On the Road to Anchorage
July 10-11, 2015









Driving up the Richardson highway from Valdez, you soon pass through Keystone canyon, which is very narrow and has some beautiful waterfalls.









Horsetail falls is quite pretty.










Only a short distance away is Bridal Veil falls.










Reaching the summit of Thompson Pass you get this view of the mountains. The dirt road seen in this view is following the "Trail of '98". In 1898 a steamship company unscrupulously promoted Valdez and the path over these mountains as an "All-American Route to the Klondike". Several thousand men attempted to get to the gold rush in the Klondike this way. But this route takes you over several glaciers and was deemed impassable by native Americans living here. They got bogged down in these mountains in winter and had to be rescued by the army.







The upper part of Worthington glacier, one of the few glaciers in Alaska accessible by road.

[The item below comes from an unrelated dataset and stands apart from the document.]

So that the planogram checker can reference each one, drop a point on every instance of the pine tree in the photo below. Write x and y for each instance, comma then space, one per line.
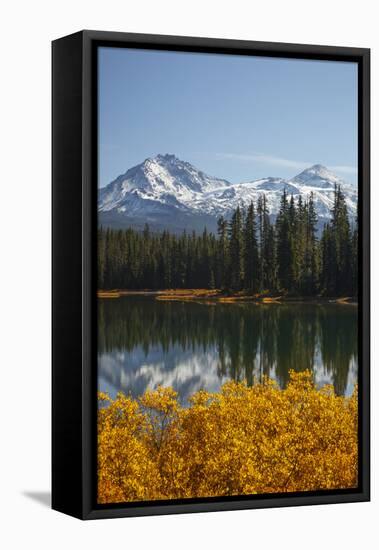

A fishwheel at the Ahtna Cultural Center in Wrangell-St. Elias National Park. These are still used by indigenous natives along the Copper and Yukon rivers. The force of the river current causes the wheel to rotate. The open part of the basket faces downstream; salmon swimming upstream to spawn swim into the basket (they can't see it because the water is full of glacial silt in these rivers), are caught and slide into the box on the far side.


The Wrangell mountains. The tall peak on the left with its top obscured by clouds is Mt. Drum. To the right is Mt. Sanford, which is largely obscured by clouds. To the far right is Mt. Wrangell. The tallest of these is Mt. Sanford at 16,237 ft, although it doesn't look like it because it is farther away than the others.  In the foreground is Willow Lake.







The upper part of Matanuska glacier, as seen from the Glenn highway.









The lower part of Matanuska glacier. This part of the glacier is funny looking (at least to me); it is fairly level and it looks like some giant dumped a huge bucket of ice on the ground.